Skipping Refinement

TL;DR

Skipping refinement is a new correctness notion for optimized reactive systems that allows for multiple specification steps to be matched by a single implementation step, enabling better analysis of optimized systems.

Contribution

The paper introduces skipping simulation refinement, a novel concept with local proof rules for automated verification of optimized reactive systems.

Findings

Enables automated verification of systems with skipping behaviors.

Applicable to JVM-inspired stack machines, memory controllers, and compiler transformations.

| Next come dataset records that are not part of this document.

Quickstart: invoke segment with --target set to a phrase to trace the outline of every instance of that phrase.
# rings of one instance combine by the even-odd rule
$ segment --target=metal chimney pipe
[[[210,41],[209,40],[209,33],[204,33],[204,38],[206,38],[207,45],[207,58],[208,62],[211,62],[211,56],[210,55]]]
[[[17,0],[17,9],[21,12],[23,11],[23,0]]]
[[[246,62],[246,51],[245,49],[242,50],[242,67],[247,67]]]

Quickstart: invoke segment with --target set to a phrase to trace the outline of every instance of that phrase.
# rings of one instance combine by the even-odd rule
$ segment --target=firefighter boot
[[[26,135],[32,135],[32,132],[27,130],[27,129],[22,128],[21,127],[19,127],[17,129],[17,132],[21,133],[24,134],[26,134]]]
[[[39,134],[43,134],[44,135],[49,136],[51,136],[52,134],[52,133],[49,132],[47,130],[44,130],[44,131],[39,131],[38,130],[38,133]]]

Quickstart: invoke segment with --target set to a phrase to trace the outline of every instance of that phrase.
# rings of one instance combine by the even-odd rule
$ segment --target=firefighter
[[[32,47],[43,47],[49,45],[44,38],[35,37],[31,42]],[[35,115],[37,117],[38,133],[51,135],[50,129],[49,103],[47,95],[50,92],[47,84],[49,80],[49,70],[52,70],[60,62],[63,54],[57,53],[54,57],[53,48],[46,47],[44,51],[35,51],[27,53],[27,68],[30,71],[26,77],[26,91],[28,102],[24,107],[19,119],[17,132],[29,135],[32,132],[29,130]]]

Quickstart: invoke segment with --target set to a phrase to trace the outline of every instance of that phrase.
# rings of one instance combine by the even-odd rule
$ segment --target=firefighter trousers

Current tools struggle with these systems without skipping refinement.

Abstract

We introduce skipping refinement, a new notion of correctness for reasoning about optimized reactive systems. Reasoning about reactive systems using refinement involves defining an abstract, high-level specification system and a concrete, low-level implementation system. One then shows that every behavior allowed by the implementation is also allowed by the specification. Due to the difference in abstraction levels, it is often the case that the implementation requires many steps to match one step of the specification, hence, it is quite useful for refinement to directly account for stuttering. Some optimized implementations, however, can actually take multiple specification steps at once. For example, a memory controller can buffer the commands to the memory and at a later time simultaneously update multiple memory locations, thereby skipping several observable states of the abstract specification, which only updates one memory location at a time. We introduce skipping simulation refinement and provide a sound and complete characterization consisting of "local" proof rules that are amenable to mechanization and automated verification. We present case studies that highlight the applicability of skipping refinement: a JVM-inspired stack machine, a simple memory controller and a scalar to vector compiler transformation. Our experimental results demonstrate that current model-checking and automated theorem proving tools have difficultly automatically analyzing these systems using existing notions of correctness, but they can analyze the systems if we use skipping refinement.